80% of Senate Dems Just Voted to Cut Israel’s Arms Supply

Senate Democrats voted in record numbers Wednesday night to block nearly $500 million in U.S. arms sales to Israel, with more than 80 percent of the caucus backing at least one of two resolutions introduced by Sen. Bernie Sanders (I-VT).

Both resolutions failed, Fox News reports, but the vote totals mark a significant shift from previous attempts by the Vermont independent, signaling a broad realignment in how Senate Democrats view the U.S.-Israel relationship.

The first resolution would have halted roughly $295 million in Caterpillar bulldozer sales to Israel. Forty Senate Democrats voted in favor. The second, targeting nearly $152 million in 1,000-pound bombs, drew 36 Democratic votes. Neither passed without Republican support.

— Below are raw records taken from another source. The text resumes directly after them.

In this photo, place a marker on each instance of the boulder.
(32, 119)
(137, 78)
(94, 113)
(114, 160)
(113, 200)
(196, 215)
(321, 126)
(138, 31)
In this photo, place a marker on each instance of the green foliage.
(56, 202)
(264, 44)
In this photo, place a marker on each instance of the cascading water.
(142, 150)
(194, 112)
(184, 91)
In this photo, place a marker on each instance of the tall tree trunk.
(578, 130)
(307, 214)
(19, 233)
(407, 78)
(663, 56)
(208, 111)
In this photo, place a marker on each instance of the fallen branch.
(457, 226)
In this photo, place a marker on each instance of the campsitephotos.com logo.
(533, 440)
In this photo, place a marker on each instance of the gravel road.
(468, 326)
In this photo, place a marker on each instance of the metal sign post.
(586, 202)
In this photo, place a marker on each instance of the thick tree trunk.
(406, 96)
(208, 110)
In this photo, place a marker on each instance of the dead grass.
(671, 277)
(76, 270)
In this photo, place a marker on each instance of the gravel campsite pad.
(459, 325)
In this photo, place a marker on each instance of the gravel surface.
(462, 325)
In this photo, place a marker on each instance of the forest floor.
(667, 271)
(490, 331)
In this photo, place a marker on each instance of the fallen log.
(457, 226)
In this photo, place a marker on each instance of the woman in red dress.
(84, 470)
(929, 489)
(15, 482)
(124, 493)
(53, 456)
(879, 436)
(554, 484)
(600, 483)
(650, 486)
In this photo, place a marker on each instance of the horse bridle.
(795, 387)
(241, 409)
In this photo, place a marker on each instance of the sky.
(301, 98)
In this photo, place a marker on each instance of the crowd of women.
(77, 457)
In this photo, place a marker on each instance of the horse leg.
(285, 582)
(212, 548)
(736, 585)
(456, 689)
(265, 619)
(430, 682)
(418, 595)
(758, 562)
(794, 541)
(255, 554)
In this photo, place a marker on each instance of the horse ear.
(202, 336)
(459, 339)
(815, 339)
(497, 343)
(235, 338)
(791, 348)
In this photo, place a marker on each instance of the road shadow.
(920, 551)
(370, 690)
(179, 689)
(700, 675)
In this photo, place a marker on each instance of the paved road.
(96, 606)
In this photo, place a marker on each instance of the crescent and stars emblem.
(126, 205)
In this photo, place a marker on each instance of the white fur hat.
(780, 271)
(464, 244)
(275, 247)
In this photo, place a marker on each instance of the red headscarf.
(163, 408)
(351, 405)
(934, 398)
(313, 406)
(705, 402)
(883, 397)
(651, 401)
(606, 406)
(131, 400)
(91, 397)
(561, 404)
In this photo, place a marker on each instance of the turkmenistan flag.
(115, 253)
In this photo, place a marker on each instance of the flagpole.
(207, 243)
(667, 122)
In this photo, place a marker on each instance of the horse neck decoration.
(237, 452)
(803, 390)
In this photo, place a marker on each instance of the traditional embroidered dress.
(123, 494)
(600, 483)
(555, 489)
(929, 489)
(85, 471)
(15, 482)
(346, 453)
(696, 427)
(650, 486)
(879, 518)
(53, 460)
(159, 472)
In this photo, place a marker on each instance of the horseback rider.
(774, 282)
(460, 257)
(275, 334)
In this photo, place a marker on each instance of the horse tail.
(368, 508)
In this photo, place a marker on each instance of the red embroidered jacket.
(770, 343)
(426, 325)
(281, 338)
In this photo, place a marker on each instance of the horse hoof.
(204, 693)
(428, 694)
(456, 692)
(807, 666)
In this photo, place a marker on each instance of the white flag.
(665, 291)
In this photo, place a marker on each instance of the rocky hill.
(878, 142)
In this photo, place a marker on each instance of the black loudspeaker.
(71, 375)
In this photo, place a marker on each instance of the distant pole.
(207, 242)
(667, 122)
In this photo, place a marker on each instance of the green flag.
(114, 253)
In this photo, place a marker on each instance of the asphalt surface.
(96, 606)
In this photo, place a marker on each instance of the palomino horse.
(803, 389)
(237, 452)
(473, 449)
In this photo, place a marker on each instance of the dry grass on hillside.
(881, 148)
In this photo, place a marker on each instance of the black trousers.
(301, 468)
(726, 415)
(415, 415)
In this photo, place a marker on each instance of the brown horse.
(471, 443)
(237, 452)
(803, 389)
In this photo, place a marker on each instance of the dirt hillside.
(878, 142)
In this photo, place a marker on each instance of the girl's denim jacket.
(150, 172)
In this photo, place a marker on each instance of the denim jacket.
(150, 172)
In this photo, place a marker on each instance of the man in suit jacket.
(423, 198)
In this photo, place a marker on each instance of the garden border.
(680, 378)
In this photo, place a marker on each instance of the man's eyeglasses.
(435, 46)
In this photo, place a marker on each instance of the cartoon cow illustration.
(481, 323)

“Today, more than 80% of the Democratic caucus stood with the American people and voted to block U.S. military aid to Netanyahu and his horrific, illegal wars,” Sanders said in a statement Wednesday. “When we started this effort there were just 11 votes. Now, there are 40. That shift reflects where the American people are.”

The votes came the same day Senate Democrats overwhelmingly backed measures to curtail President Trump’s war powers in the Middle East. Republicans are now considering bundling the expected Iran war supplemental spending request, estimated between $50 billion and $200 billion, into a party-line bill to limit Democratic leverage over the package.

Senate Minority Leader Chuck Schumer (D-NY), who has been a vocal critic of the war, voted against both Sanders resolutions.

Several Democratic senators who switched their positions said they still support Israel but framed their votes as opposition to the broader Iran conflict.

Sen. Maggie Hassan (D-NH), who previously voted against Sanders’ arms-sale proposals, said her reversal was “informed by President Trump’s and Prime Minister Netanyahu’s reckless decision to go to war.”

“I have serious questions about any supplemental expenditures for this war, let alone additional sales of weapons for the same war to Israel,” Hassan said in a statement.

Sen. Elissa Slotkin (D-MI) said her vote against “1,000-pound so-called ‘dumb bombs’ and military bulldozers” was intended to draw a distinction between supporting Israel and backing Netanyahu’s military agenda. “Being pro-Israel today is not simply about supporting the political or military agenda of Prime Minister Netanyahu, just like being pro-American should not be equated with loyalty to President Trump,” she said.

The shift comes as ongoing Israeli strikes in Lebanon have strained fragile ceasefire negotiations tied to the broader Iran conflict. The last time the Senate voted on a Sanders Israel arms resolution, 27 Democrats voted yes. Before that, 19 did. Wednesday’s total roughly doubled the previous high.

Republican senators have held together behind Trump on the Iran war effort, though some divisions have surfaced as ceasefire deadlines approach.

The growing Democratic bloc backing Sanders’ measures is expected to complicate the White House’s pending supplemental funding request for the war. The administration has not yet formally submitted the package to Congress, and cost estimates from administration officials have ranged widely, from $50 billion to as high as $200 billion.